Anche nell’ambito del rapporto di pubblico impiego, lo svolgimento di fatto di mansioni superiori comporta, in favore del pubblico dipendente, il diritto alla corresponsione del trattamento retributivo corrispondente alla mansione di livello superiore effettivamente svolta.

 

1. Premessa

La decisione in esame ribadisce che è vero, infatti, che, a norma dell’art. 56 co. 6 d.l.vo 3.2.1993, nel testo sostituito dall’art. 25 d.lgs. 31.3.1998 n. 80, poi modificato dall’art. 15 d.l.vo 29.10.1998 n. 387 e corrispondente ora all’art. 52 co. 5 d.l.vo 30.3.2001 n. 165, in caso di assegnazione del lavoratore a mansioni proprie di una qualifica superiore al di fuori delle ipotesi consentite dalla legge, l’assegnazione è nulla, “ma al lavoratore è corrisposta la differenza di trattamento economico con la qualifica superiore”, e ciò senza sbarramenti temporali, in applicazione del principio di retribuzione proporzionata e sufficiente ex art. 36 (1).
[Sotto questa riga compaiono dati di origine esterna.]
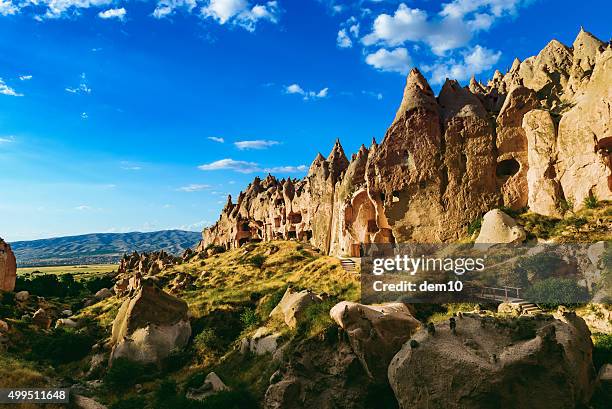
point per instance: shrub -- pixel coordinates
(134, 402)
(257, 261)
(602, 351)
(249, 318)
(97, 283)
(123, 373)
(62, 346)
(590, 202)
(553, 292)
(475, 226)
(207, 340)
(234, 399)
Inoltre, a norma dell’art. 52 co. 3 d.l.vo 165/01, “si considera svolgimento di mansioni superiori, ai fini del presente articolo, soltanto l’attribuzione in modo prevalente, sotto il profilo qualitativo, quantitativo e temporale, dei compiti propri dì dette mansioni”.

La giurisprudenza di legittimità ha conseguentemente affermato che “nell’ambito del pubblico impiego contrattualizzato, il conferimento di mansioni dirigenziali a un funzionario è illegittimo, ma, ove tali mansioni vengano di fatto svolte con le caratteristiche richieste dalla legge, ovvero con l’attribuzione in modo prevalente sotto il profilo qualitativo, quantitativo e temporale, dei compiti propri di tali mansioni, il lavoratore ha comunque diritto al corrispondente trattamento economico (nella specie, la suprema corte ha confermato la sentenza di merito, che aveva rigettato la domanda volta al riconoscimento del proprio diritto a differenze retributive proposta da un funzionario pubblico destinatario dell’incarico di direttore reggente dell’ufficio, in quanto questi avrebbe dovuto provare non solo di aver svolto dette funzioni, ma anche i dati relativi all’impegno, in termini qualitativi e quantitativi, che la mansione superiore aveva in concreto comportato) (2).

 

2. Mansioni superiori e d.lgs. 387/1998

La nozione di “mansione” nel settore del pubblico impiego assume aspetti di peculiarità e non si identifica nel mero collegamento materiale di taluni compiti espletati dal dipendente a quelli di una diversa o superiore qualifica, ma presuppone il concorso di qualità professionali e di livello culturale da vagliarsi preventivamente in base ai giudizi idoneativi previsti dalle norme di settore, i quali soli garantiscono l’effettiva corrispondenza della professionalità richiesta – cui corrisponde un determinato livello di trattamento economico – agli scopi che l’Amministrazione intende perseguire avvalendosi di una determinata prestazione lavorativa

L’irrilevanza delle mansioni rese in fatto dal pubblico dipendente a costituire il diritto alla retribuzione della corrispondente qualifica ha, inoltre, trovato conferma nella decisione dell’Adunanza Plenaria n. 3 del 24.03.2006, che solo a partire dall’entrata in vigore dell’ art. 15 del d.lgs. n. 387/1998 ha riconosciuto, in base al carattere innovativo e non interpretativo della norma, la possibilità di riconoscere un più elevato trattamento economico per il periodo di effettiva prestazione di mansioni superiori.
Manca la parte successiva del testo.